Sound Point Capital Management agreed to pay $1.8 million to settle SEC charges that it failed to establish and maintain written policies and procedures for handling material nonpublic information in its trades of collateralized loan obligations.
The alternative asset manager — which was founded by Stephen Ketchum and principals of Stone Point Capital, with minority investments from Blue Owl GP Strategic Capital and Assured Guaranty — had more than $45 billion in assets under management as of March 31, according to its website. Previous investors in Sound Point Capital funds include the $43.8 billion Texas County & District Retirement System, Austin, and $3.5 billion Ford Motor Co. Trust Fund Hedge Funds, a corporate pension fund based in Dearborn, Mich.
From May 2018 to June 2024, Sound Point Capital managed CLOs and traded its own CLOs as well as CLOs managed by third parties, according to the SEC’s Aug. 26 order.
As a result, the asset manager held material nonpublic information, or MNPI, about companies whose loans were held in the CLOs Sound Point Capital traded, the SEC said.
“Although Sound Point began conducting pre-clearance reviews in July 2019 to assess the potential impact of MNPI about underlying loans on the trading of Sound Point CLOs, Sound Point did not adopt written policies and procedures for such reviews until July 2022,” the SEC order stated, finding that the firm violated the Investment Advisers Act of 1940.
That law requires that investment advisers establish, maintain and enforce written policies and procedures to prevent the misuse of material nonpublic information.
The SEC also found that during the same time period of 2018 to 2024, “Sound Point failed to establish, maintain, or enforce any written policies or procedures concerning its possession of MNPI about underlying loans held by a Third Party CLO,” according to the order.
As a result of the SEC’s investigation, in April, the firm began conducting pre-clearance reviews for preventing the misuse of MNPI about loans held by third-party CLOs, and in June, it adopted written policies and procedures for those reviews, the regulator said.
“Fund managers — including those with multiple business lines or strategies — must consider how they may come into possession of material nonpublic information and then adopt and implement reasonable policies and procedures around those risks,” said Andrew Dean, co-chief of the SEC enforcement division’s asset management unit, in an Aug. 26 news release. “Among other things, advisers must evaluate how their roles as lenders could expose them to MNPI that may relate to their CLO trading positions.”
Without admitting or denying the findings, Sound Point Capital agreed to pay a civil money penalty of $1.8 million, the order said
"We cooperated with the SEC in this matter, which relates to certain compliance policies and procedures, the majority of which were modified in 2019," a Sound Point Capital spokesperson said in a statement. "We have enhanced our controls since then. This matter does not include any findings of insider trading or misuse of material nonpublic information by Sound Point or its employees."

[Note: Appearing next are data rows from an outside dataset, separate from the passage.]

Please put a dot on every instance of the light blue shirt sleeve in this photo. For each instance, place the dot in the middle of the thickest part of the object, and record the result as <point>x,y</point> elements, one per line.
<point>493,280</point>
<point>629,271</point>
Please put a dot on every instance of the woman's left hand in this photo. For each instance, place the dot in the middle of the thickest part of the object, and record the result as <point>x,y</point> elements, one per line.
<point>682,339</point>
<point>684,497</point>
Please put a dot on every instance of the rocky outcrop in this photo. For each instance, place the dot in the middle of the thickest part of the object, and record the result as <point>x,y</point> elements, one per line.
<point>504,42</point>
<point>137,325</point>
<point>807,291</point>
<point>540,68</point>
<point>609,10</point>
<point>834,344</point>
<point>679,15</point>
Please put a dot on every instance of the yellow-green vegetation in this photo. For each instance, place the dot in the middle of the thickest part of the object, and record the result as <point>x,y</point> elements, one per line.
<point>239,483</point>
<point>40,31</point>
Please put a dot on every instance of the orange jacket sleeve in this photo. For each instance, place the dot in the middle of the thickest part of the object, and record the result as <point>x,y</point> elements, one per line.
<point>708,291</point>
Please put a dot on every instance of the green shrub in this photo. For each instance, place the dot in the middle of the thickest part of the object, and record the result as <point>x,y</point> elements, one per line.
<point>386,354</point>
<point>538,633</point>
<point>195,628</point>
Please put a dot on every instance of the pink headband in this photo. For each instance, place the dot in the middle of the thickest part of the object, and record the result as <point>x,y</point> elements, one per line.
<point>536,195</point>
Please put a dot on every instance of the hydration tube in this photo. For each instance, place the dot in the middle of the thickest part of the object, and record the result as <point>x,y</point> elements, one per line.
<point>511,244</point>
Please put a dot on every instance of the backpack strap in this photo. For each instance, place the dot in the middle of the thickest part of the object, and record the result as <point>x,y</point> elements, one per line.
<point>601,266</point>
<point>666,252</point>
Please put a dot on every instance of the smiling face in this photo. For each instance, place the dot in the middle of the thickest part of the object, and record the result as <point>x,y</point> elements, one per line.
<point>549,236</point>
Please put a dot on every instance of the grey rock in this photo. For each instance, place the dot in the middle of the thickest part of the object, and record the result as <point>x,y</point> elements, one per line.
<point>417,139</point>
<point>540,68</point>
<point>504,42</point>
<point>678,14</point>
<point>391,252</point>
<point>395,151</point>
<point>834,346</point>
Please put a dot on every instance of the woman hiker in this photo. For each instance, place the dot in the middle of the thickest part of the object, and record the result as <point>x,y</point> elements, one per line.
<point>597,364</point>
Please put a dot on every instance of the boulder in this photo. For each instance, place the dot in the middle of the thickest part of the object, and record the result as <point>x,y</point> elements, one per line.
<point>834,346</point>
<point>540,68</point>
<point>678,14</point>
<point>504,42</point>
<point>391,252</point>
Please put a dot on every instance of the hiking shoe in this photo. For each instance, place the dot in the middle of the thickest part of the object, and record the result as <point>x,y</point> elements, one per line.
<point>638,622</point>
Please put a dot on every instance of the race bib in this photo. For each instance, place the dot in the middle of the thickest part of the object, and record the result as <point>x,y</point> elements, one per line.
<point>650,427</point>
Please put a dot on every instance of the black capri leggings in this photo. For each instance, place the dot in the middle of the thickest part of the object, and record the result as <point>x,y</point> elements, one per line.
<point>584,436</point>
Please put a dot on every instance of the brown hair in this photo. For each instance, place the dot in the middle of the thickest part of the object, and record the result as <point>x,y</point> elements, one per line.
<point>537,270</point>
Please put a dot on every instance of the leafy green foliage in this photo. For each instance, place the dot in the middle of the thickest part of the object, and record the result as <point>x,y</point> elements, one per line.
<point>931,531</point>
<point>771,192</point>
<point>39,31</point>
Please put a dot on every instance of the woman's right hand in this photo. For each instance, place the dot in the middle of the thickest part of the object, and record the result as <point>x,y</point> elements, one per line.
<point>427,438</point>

The spokesperson added that the firm "takes its fiduciary responsibilities very seriously and remains committed to operating with the highest standards of governance and compliance."

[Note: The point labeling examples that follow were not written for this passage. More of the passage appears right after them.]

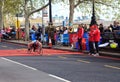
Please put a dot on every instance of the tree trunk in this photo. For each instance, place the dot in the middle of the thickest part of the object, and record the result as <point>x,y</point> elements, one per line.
<point>26,28</point>
<point>26,21</point>
<point>1,15</point>
<point>71,8</point>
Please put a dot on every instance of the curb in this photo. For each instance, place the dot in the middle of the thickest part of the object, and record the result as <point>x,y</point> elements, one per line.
<point>102,53</point>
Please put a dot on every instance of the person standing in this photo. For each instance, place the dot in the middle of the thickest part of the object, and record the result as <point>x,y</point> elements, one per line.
<point>91,41</point>
<point>96,37</point>
<point>80,35</point>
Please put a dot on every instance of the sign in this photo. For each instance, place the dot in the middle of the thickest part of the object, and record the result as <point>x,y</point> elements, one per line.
<point>73,37</point>
<point>17,24</point>
<point>117,34</point>
<point>45,12</point>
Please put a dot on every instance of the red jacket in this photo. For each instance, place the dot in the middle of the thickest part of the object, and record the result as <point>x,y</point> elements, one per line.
<point>91,36</point>
<point>96,33</point>
<point>80,32</point>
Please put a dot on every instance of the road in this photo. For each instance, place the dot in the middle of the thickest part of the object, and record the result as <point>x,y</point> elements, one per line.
<point>57,68</point>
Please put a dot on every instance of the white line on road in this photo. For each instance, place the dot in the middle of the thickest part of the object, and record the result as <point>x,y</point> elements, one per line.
<point>83,61</point>
<point>18,63</point>
<point>112,66</point>
<point>59,78</point>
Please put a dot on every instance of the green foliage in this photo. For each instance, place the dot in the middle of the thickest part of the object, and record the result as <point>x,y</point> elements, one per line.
<point>11,6</point>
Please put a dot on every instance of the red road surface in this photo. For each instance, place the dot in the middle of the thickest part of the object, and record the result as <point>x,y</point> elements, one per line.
<point>23,52</point>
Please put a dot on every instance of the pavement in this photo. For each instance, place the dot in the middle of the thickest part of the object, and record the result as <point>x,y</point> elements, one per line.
<point>103,51</point>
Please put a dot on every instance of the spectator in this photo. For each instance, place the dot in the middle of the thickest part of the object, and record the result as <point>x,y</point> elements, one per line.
<point>80,35</point>
<point>91,41</point>
<point>70,30</point>
<point>115,26</point>
<point>65,30</point>
<point>101,28</point>
<point>108,29</point>
<point>96,39</point>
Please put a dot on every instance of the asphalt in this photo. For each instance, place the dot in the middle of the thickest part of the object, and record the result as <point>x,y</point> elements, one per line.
<point>103,51</point>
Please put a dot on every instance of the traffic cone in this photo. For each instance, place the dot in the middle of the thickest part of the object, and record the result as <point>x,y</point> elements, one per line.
<point>50,43</point>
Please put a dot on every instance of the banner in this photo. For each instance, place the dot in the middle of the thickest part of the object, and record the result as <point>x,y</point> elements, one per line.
<point>45,12</point>
<point>66,38</point>
<point>73,37</point>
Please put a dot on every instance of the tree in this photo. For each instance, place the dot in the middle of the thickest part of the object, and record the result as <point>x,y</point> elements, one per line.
<point>28,11</point>
<point>1,13</point>
<point>85,6</point>
<point>7,7</point>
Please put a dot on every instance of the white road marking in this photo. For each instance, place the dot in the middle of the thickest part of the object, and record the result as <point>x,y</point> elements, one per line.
<point>4,46</point>
<point>62,57</point>
<point>59,78</point>
<point>109,66</point>
<point>18,63</point>
<point>83,61</point>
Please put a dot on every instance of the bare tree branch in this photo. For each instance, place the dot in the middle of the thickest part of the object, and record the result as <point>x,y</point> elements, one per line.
<point>38,9</point>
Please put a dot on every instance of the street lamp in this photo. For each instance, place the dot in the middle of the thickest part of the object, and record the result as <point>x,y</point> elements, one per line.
<point>50,13</point>
<point>93,19</point>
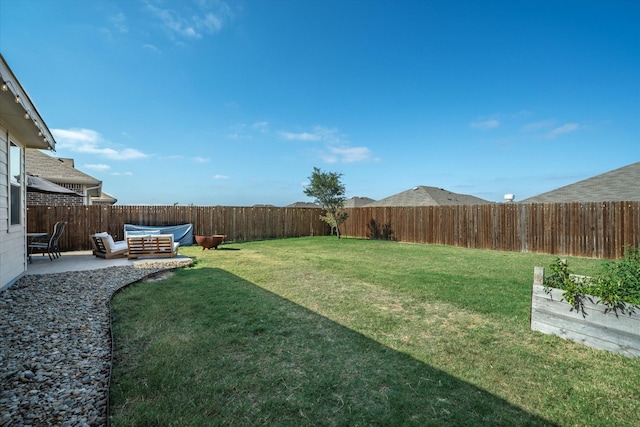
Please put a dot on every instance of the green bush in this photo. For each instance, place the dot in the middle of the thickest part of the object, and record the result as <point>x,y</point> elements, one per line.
<point>616,284</point>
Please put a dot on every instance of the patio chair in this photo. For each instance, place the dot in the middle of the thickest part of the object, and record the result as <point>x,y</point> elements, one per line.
<point>105,247</point>
<point>51,246</point>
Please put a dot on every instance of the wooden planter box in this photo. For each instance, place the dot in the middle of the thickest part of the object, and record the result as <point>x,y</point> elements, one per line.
<point>551,315</point>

In 2023, Sound Point Capital helped refinance the revolving credit line for Steward Health Care, according to an article from WSJ Pro Bankruptcy. Steward was the target of legislation introduced in June, authored by Massachusetts Democratic Sens. Elizabeth Warren and Ed Markey, that would create a new criminal penalty for private equity executives who “loot” healthcare facilities like nursing homes and hospitals. The senators said that private equity “greed and mismanagement” drove Steward, which operates eight hospitals in Massachusetts, into bankruptcy.